Migrate data from a self-managed Kudu cluster to an EMR cluster - E-MapReduce

E-MapReduce (EMR) allows you to migrate data from a self-managed Kudu cluster on your on-premises machine to an EMR cluster. This topic describes how to migrate data from a self-managed Kudu cluster on your on-premises machine to an EMR Hadoop cluster in which the Kudu service is deployed.

Prerequisites

A self-managed Kudu cluster is created.
An EMR Hadoop cluster that contains the Kudu service is created. For more information, see Create a cluster.

Background information

EMR Kudu is compatible with Apache Kudu 1.10 and 1.11. You can use backup and restore tools provided by Apache Kudu to migrate data. The following figure shows the data migration process. kudu

Procedure

Run the following command to view the names of the Kudu tables to be migrated:
```
Kudu table list {YourKuduMasterAddress}
```
Note
{YourKuduMasterAddress} specifies the internal IP address of the master node of the self-managed Kudu cluster. You can specify multiple internal IP addresses. Separate them with commas (,).
Use the backup tool provided by Apache Kudu to back up tables in the self-managed Kudu cluster.
The backup tool performs incremental or full backup based on existing backup information.
Note
The first time you back up specified tables in a self-managed Kudu cluster, all data of the tables is backed up. In subsequent backup scenarios, only incremental data of the tables in the self-manged Kudu cluster is backed up. This saves the storage space and reduces the backup time.
In the following commands, --kuduMasterAddresses specifies the internal IP address of the master node of the self-managed Kudu cluster.
- Use Object Storage Service (OSS) as intermediate storage
```
spark-submit --class org.apache.kudu.backup.KuduBackup kudu-backup2_2.11-1.10.0.jar \
  --kuduMasterAddresses master1-host,master-2-host,master-3-host \
  --rootPath oss://{your_BucketName}/kudu-backups {YourTableList}
```
  Note
  {your_BucketName} specifies the name of your OSS bucket. {YourTableList} specifies the tables that you want to back up.
- Use Hadoop Distributed File System (HDFS) as intermediate storage
```
spark-submit --class org.apache.kudu.backup.KuduBackup kudu-backup2_2.11-1.10.0.jar \
  --kuduMasterAddresses master1-host,master-2-host,master-3-host \
  --rootPath hdfs://{YourHDFSCluster}/kudu-backups {YourTableList}
```
  Note
  {YourHDFSCluster} specifies the address of your Hadoop cluster.
Check data in the Kudu backup directory.

Run the Restore command on the EMR Kudu cluster to import data to the EMR Kudu cluster.

Sample code:

Use OSS as intermediate storage

spark-submit --class org.apache.kudu.backup.KuduRestore kudu-backup2_2.11-1.10.0.jar \
  --kuduMasterAddresses master1-host,master-2-host,master-3-host \
  --rootPath oss://{your_BucketName}/kudu-backups {YourTableList}

Note

In the preceding command, --kuduMasterAddresses specifies the internal IP address of the master node of the self-managed Kudu cluster.

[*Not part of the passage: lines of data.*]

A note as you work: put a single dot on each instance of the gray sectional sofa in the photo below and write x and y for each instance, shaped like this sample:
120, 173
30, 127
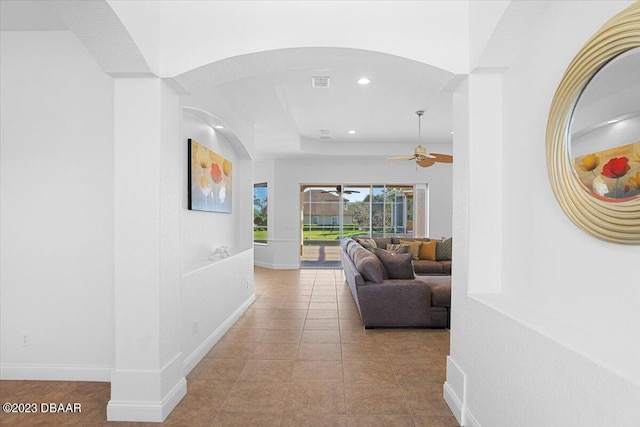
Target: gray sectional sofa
388, 293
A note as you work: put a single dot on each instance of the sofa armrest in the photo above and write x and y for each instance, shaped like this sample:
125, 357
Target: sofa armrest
395, 303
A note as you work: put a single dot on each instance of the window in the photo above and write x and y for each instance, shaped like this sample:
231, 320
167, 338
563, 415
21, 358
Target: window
260, 204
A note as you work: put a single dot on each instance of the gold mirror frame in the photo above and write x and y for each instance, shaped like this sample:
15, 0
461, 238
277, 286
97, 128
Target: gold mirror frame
617, 222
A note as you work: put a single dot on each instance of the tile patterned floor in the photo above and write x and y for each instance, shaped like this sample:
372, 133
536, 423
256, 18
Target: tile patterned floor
298, 357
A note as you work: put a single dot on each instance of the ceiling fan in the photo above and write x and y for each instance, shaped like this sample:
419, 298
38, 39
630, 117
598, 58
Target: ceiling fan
338, 190
420, 154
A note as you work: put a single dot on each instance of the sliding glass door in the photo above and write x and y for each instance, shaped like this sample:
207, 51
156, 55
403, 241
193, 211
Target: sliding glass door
331, 212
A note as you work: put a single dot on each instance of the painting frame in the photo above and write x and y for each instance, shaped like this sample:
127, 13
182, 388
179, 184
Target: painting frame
210, 180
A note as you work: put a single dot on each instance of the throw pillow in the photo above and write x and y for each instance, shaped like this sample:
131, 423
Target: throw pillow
398, 266
444, 250
368, 243
397, 248
371, 268
414, 248
428, 250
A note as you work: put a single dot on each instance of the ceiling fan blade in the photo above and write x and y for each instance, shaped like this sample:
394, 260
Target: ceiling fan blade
402, 158
425, 163
442, 158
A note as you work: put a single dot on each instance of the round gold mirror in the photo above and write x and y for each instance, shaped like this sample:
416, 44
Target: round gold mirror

Use HDFS as intermediate storage

spark-submit --class org.apache.kudu.backup.KuduRestore kudu-backup2_2.11-1.10.0.jar \
  --kuduMasterAddresses master1-host,master-2-host,master-3-host \
  --rootPath hdfs://{YourHDFSCluster}/kudu-backups {YourTableList}

Check whether data in tables and names of tables in the EMR Kudu cluster are consistent with data in tables and names of tables that are queried by using a compute engine.